Pläne der Bundesregierung bedrohen knapp 500 Fahrzeuge in Sachsen


Gefahrenabwehr im Katastrophenfall ist Aufgabe der Länder. Bisher werden die Länder dabei vom Bund unterstützt. Dem Freistaat Sachsen stehen derzeit 497 Fahrzeuge für den Katastrophenschutz wie bespielweise Krankenwagen und Löschfahrzeuge zur Verfügung. Diese Zahl geht aus einer Kleinen Anfrage der FDP-Fraktion im Sächsischen Landtag hervor (Drucksache 4/8929). Die Wagen werden von Landkreisen, kreisfreien Städten und privaten Hilfsorganisationen genutzt.


Derzeit erarbeitet die Bundesregierung ein neues Konzept für den Katastrophenschutz. Nach den Planungen des Bundes sollen ab 2008 die Feuerwehren und Hilfsorganisationen bundesweit nur noch über 2.500 statt 8.500 Sanitäts-, ABC- und Löschfahrzeuge des Bundes für den Einsatz bei Naturkatastrophen und Terroranschlägen verfügen.

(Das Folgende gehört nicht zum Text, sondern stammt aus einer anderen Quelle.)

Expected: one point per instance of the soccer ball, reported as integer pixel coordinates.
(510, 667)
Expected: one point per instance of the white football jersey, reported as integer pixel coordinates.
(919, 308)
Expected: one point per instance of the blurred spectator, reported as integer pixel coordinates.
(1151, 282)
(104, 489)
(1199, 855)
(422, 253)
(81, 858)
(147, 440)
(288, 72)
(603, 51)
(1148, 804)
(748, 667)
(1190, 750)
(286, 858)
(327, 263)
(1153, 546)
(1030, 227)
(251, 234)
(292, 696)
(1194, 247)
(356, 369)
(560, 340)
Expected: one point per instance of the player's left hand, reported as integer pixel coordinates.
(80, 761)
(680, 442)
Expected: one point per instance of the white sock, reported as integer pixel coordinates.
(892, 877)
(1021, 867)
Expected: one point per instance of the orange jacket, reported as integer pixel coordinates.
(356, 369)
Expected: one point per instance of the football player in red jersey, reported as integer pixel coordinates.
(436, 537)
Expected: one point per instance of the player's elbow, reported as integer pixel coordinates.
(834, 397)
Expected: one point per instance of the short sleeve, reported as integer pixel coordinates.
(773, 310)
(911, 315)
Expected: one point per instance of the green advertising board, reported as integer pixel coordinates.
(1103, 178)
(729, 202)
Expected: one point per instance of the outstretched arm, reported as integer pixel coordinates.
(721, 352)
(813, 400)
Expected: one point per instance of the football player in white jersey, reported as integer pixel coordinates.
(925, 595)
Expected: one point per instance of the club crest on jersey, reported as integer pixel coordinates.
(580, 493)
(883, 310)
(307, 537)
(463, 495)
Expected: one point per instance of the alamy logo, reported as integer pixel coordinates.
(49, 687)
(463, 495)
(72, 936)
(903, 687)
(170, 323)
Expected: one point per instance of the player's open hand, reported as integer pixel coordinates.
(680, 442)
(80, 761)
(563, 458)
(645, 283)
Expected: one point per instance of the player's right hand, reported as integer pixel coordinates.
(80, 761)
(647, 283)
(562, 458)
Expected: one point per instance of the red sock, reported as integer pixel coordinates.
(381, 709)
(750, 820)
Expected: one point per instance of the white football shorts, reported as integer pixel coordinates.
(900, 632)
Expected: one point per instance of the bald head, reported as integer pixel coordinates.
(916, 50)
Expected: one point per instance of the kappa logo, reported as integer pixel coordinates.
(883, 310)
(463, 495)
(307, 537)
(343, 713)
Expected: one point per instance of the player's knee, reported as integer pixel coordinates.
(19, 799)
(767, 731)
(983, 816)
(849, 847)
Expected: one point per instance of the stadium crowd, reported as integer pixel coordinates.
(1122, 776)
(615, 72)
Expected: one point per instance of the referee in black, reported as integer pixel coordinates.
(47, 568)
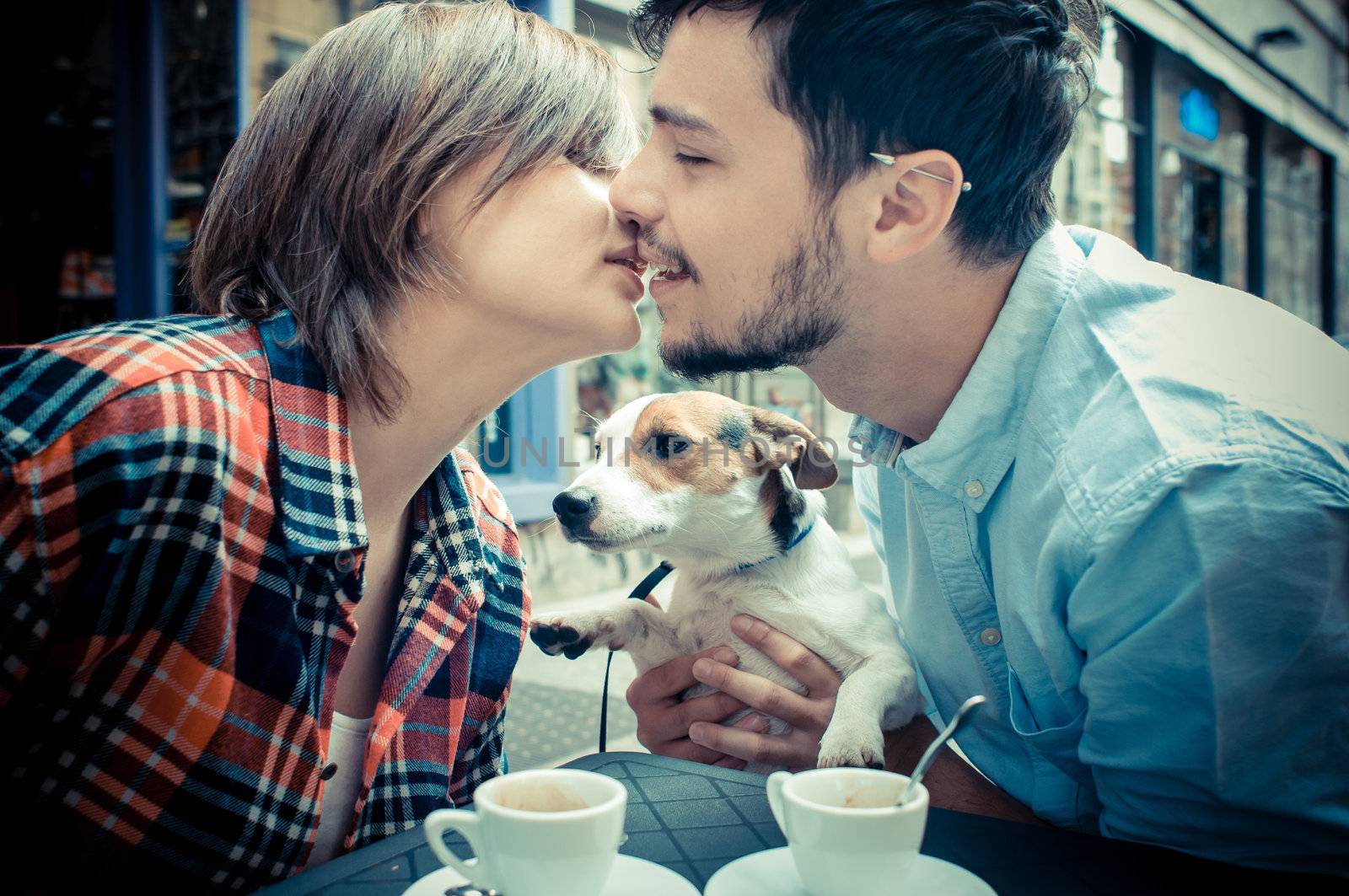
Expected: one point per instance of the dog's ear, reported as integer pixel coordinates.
(795, 447)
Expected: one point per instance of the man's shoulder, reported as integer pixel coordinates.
(49, 388)
(1150, 372)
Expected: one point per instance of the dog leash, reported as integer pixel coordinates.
(640, 593)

Dazu erklärt Dr. Jürgen Martens, innenpolitischer Sprecher der FDP-Fraktion im Sächsischen Landtag:


"Wenn die Bundesmittel wie geplant gekürzt werden, ist die Arbeitsfähigkeit des Katastrophenschutzes in Sachsen in Gefahr. Länder und Kommunen könnten die nötigen Investitionen kaum allein aufbringen. Wir fordern die sächsische CDU/SPD-Koalition daher auf, sich bei der Großen Koalition in Berlin für die Interessen des Freistaats einzusetzen. Eine Katastrophe beim Katastrophenschutz muss verhindert werden.

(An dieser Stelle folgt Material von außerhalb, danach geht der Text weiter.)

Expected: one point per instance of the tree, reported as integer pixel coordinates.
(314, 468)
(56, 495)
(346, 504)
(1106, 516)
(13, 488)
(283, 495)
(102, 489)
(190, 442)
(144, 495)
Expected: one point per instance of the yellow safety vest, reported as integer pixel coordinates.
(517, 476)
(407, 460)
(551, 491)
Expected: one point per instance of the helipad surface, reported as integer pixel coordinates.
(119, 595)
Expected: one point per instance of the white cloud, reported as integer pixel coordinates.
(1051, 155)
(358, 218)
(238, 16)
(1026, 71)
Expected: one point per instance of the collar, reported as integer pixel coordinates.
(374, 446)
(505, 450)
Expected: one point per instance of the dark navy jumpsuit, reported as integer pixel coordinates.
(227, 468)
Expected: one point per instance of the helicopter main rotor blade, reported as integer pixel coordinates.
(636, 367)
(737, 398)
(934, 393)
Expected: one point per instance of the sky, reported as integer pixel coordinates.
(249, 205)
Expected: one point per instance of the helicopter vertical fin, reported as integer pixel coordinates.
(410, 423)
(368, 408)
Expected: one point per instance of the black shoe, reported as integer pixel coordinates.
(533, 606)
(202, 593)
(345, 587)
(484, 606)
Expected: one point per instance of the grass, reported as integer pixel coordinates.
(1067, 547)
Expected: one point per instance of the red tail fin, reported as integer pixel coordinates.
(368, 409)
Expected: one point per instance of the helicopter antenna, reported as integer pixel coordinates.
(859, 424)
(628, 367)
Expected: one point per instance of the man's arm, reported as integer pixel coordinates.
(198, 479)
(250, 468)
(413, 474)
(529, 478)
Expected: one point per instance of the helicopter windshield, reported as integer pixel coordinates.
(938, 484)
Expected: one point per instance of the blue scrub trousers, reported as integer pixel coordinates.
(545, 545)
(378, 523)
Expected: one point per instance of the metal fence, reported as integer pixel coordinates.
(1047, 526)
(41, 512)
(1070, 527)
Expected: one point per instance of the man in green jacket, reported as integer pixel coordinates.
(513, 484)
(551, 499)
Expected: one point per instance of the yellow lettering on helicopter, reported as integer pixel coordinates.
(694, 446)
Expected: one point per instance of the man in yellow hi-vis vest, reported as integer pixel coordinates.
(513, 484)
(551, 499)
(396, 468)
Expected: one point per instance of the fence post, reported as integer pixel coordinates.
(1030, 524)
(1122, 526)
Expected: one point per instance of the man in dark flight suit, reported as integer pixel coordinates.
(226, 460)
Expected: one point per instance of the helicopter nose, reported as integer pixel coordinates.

Fünf Jahre nach der Flut wissen die Menschen in Sachsen noch genau, wie unverzichtbar die schnelle Hilfe in der Not ist. Ein funktionierender Katastrophenschutz rettet im Krisenfall Menschenleben. Deshalb muss die Staatsregierung auf Bundesebene gegen die geplanten Kürzungen kämpfen.

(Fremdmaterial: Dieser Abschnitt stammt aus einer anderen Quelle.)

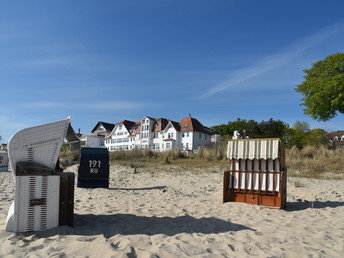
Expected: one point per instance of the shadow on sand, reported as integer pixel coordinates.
(298, 206)
(129, 224)
(140, 189)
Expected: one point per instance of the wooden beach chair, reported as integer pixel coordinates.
(257, 172)
(33, 154)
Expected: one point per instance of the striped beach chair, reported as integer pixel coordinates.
(257, 172)
(36, 196)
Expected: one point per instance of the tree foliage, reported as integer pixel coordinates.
(323, 88)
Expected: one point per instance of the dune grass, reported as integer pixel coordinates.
(315, 162)
(310, 162)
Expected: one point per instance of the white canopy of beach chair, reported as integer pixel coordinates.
(36, 198)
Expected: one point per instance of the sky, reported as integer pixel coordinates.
(115, 60)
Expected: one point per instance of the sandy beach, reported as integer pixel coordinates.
(174, 214)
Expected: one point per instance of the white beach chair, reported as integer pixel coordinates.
(36, 197)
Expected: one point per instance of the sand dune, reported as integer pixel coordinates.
(181, 214)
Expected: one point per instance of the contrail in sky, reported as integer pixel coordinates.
(272, 61)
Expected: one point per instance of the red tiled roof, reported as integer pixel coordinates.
(127, 123)
(108, 127)
(160, 124)
(192, 124)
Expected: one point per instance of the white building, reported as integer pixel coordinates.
(96, 137)
(158, 134)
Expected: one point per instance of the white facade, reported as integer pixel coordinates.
(3, 159)
(144, 136)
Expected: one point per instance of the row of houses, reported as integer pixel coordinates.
(157, 134)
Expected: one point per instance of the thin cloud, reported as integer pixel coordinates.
(272, 61)
(104, 105)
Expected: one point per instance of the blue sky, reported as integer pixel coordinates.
(115, 60)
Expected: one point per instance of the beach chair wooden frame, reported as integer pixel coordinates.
(36, 197)
(257, 172)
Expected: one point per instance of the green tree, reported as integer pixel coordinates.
(323, 88)
(301, 126)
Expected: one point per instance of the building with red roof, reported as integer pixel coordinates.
(158, 134)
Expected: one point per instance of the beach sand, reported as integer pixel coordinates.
(173, 214)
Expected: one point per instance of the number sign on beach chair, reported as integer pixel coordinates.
(257, 173)
(33, 154)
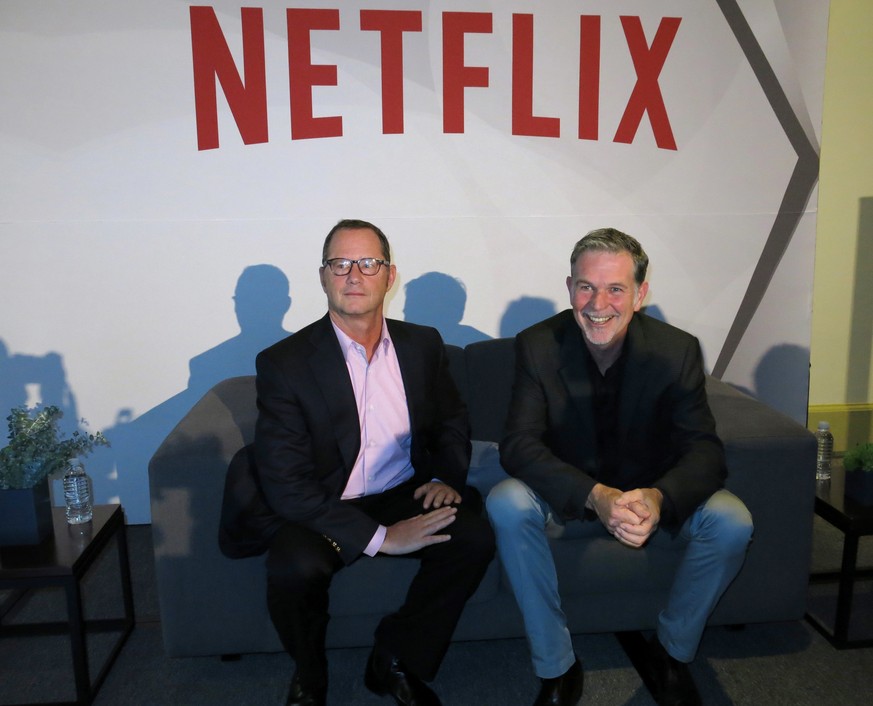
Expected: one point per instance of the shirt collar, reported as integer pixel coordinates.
(347, 344)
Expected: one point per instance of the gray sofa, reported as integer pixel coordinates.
(214, 605)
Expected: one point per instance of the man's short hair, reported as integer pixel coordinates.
(356, 224)
(614, 241)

Vor allem der drohende Wegfall der ergänzenden Ausstattung beim Brandschutz wäre in einigen Landkreisen nicht zu verkraften. Bereits jetzt haben die Feuerwehren im ländlichen Raum mit erheblichen Problemen zu kämpfen. Nach den Plänen der Bundesregierung wäre allein im Niederschlesischen Oberlausitzkreis mit dem Verlust von sieben Löschgruppenfahrzeugen zu rechnen."